# Easy Moving a 12 x 18 Surface Plate



## ShopShoe (Dec 17, 2015)

When got a 9 x 12 surface plate, I made a box to keep it dust-free and found it easy to move around the shop. Over the last year, I kept wishing I had a 12 x 18 stone and finally bought one, despite the high shipping cost.

In my multi-purpose shop, there is no location where it can live permanently, so I found myself trying to move it fairly often. The problem is there is no easy way to pick it up, or even to drag it a foot or two across the bench.

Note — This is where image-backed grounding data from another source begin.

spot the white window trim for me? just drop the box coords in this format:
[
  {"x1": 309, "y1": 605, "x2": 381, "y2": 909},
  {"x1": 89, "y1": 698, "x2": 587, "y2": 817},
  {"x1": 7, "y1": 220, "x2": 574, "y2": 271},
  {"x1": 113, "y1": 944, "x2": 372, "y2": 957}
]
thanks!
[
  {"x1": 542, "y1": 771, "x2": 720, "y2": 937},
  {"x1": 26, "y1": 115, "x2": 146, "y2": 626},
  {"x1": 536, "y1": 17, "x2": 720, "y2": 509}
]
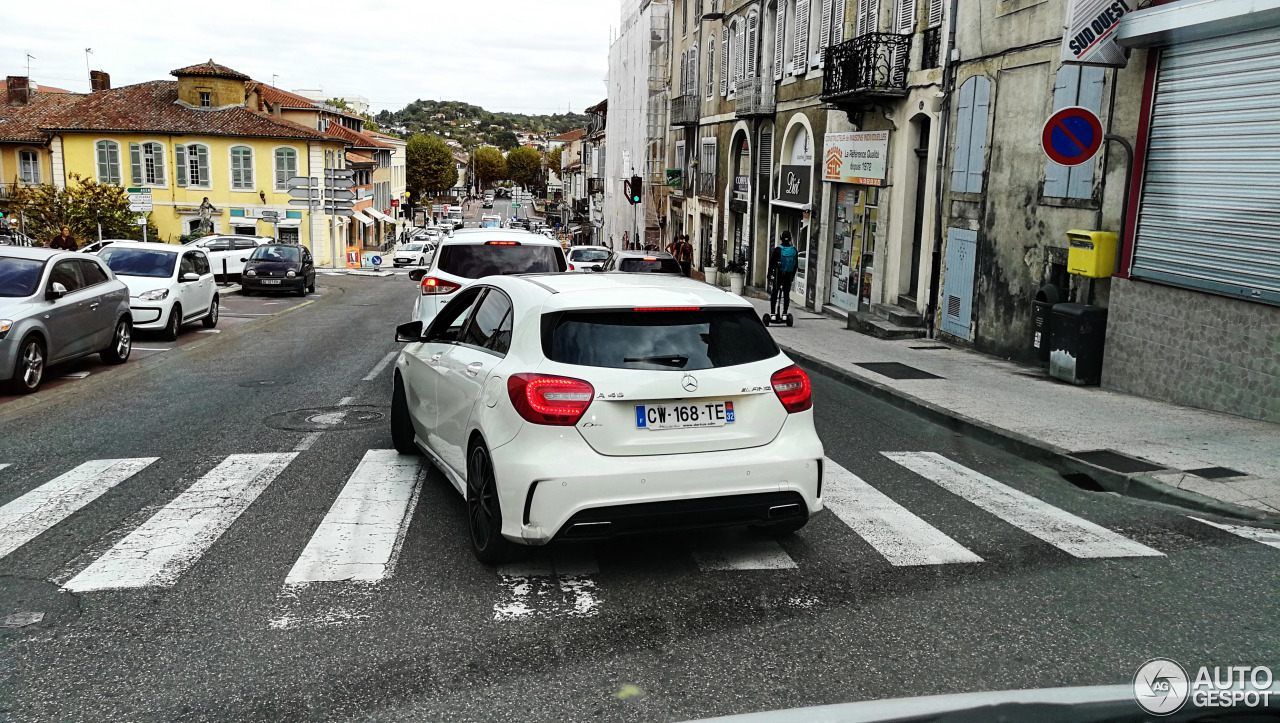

What I ended up with is a frame welded up from angle iron which incorporates two 3/4-inch steel rods as handles eat each end. 







The stone is secured by a row of 1/4-20 set screws at each end, pushing against a strip of "hardware-store" 1/8-inch aluminum bar to pad the contact points against the stone. Rather than relying on tapped threads in the thin metal of the steel frame,   wood-furniture-type TeeNuts are tack-welded into holes drilled into the angle.






Although this may look kind of flimsy, I just made it for moving the stone around on the bench, or from one bench to another, I have no plans to tip the assembly upside down or move it long distances. 

Like a lot of my projects lately, I think this is incomplete: I would like to build some kind of a dust-excluding cover like I have with the smaller surface plate. Unfortunately, if I waited to complete the perfect design nothing would ever get built.

--ShopShoe


----------